Oireachtas Joint and Select Committees

Wednesday, 14 February 2024

Joint Oireachtas Committee on Social Protection

Energy Poverty: Discussion (Resumed)

Mr. Robert Deegan:

I was just about to address the experience of the warmth and well-being scheme. That scheme focused on certain community health organisation areas in Dublin. It was for people with particular respiratory conditions. One of the lessons that were learned from it was the importance of inter-agency working between the SEAI, the contractors and the HSE. The HSE is trusted for a lot of houses, with HSE staff visiting people in their homes in some instances. It is a trusted party that homeowners listen to in some instances, whereas they will not listen to the likes of me or the SEAI because they do not even know who we are. They do know the HSE, however, and that the HSE is looking after their best interests. One of the lessons that has been mainstreamed following the warmth and well-being scheme is that when the HSE identifies homes at local level that could use these interventions, it can encourage and support the homeowners to apply for the scheme. It is having additional supports for people who need that help while going through the process of retrofitting their homes and applying to retrofit their homes.

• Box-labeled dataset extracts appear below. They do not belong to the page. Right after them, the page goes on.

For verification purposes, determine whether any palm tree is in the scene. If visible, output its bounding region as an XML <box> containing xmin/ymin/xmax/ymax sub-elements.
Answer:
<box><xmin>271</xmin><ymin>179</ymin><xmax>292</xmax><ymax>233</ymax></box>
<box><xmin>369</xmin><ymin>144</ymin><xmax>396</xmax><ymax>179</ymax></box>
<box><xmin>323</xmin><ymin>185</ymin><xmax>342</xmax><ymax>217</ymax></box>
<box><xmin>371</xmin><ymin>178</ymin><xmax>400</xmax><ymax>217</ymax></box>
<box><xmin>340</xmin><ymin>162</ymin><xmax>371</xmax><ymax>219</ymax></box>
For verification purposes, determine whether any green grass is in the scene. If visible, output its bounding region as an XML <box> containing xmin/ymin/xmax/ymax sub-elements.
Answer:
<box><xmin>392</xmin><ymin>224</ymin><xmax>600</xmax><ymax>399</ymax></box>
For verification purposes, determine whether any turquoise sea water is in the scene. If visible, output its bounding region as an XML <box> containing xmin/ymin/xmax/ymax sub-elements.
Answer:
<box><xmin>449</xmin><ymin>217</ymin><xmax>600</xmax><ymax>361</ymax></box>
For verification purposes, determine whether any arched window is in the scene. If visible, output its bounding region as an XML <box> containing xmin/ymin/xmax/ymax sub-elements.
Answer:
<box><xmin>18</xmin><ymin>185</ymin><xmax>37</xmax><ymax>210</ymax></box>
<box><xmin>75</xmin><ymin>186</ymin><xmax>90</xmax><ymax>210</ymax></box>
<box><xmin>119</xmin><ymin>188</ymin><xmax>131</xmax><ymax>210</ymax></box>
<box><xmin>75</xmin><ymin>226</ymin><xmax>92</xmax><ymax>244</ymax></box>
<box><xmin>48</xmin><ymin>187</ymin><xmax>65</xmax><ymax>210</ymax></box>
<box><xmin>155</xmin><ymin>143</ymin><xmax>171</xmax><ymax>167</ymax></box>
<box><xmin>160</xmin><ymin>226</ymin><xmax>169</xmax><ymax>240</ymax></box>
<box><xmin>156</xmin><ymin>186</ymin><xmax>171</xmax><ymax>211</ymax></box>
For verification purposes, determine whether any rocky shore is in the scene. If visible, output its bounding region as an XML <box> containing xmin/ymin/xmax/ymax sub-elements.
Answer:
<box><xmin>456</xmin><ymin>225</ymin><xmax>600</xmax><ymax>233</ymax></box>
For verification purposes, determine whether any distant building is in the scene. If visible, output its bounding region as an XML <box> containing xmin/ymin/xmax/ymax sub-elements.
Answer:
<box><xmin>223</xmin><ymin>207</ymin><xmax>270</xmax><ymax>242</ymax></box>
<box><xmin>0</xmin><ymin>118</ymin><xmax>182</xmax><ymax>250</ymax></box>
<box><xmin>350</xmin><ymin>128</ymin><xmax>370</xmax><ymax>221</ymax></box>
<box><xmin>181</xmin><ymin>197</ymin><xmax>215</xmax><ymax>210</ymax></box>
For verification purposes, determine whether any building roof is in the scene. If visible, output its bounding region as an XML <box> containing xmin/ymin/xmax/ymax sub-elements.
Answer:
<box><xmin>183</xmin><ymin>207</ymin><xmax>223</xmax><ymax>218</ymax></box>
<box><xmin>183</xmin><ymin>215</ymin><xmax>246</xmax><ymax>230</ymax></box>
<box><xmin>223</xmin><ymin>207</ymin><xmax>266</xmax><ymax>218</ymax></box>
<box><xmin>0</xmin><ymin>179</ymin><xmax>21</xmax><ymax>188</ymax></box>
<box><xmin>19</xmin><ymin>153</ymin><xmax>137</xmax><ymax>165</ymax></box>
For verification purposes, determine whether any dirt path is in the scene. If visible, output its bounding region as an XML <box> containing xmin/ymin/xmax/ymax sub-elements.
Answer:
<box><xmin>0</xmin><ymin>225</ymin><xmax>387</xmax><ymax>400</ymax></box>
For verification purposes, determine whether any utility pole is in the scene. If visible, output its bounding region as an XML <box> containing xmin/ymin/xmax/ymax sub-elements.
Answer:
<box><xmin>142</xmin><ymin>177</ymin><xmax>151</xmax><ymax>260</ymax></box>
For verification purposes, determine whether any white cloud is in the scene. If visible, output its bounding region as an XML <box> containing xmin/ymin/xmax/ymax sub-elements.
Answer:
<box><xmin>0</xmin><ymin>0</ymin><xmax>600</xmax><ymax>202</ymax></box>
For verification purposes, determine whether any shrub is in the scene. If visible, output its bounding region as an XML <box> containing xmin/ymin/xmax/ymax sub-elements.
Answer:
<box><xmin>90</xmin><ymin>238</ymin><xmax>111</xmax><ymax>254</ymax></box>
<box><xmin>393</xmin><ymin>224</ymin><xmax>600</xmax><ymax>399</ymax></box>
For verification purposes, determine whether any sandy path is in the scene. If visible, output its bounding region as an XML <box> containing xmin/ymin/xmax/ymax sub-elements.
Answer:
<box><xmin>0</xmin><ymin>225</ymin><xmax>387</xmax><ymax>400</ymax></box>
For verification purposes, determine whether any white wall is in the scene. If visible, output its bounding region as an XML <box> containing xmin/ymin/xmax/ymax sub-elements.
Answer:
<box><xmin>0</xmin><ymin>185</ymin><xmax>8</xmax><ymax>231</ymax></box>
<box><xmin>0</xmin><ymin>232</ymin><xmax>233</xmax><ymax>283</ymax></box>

There are cohorts that are really hard to reach. We will have to have strategies for dealing with those cases too. When people apply to the warmer homes scheme, the difficulty in not the consideration of who gets prioritised but the prioritisation approach I mentioned around being eligible, in the first instance, because people receive social welfare payments and, in the second instance, because they live in the worst performing homes.

Another lesson learned from the warmth and well-being scheme, or part of the outcome from that, related to contractors listening to the HSE about how to communicate and what the needs of these hard-to-reach people are, and then the HSE listening to the SEAI and the contractors in terms of what these interventions are and how they can benefit the health and well-being of the people who were in receipt of those measures. It is a very challenging issue but we are going to have to continue to work on ensuring that we have the strategies in place so that these people do not get left behind. From a just transition perspective, we need to ensure that does not happen.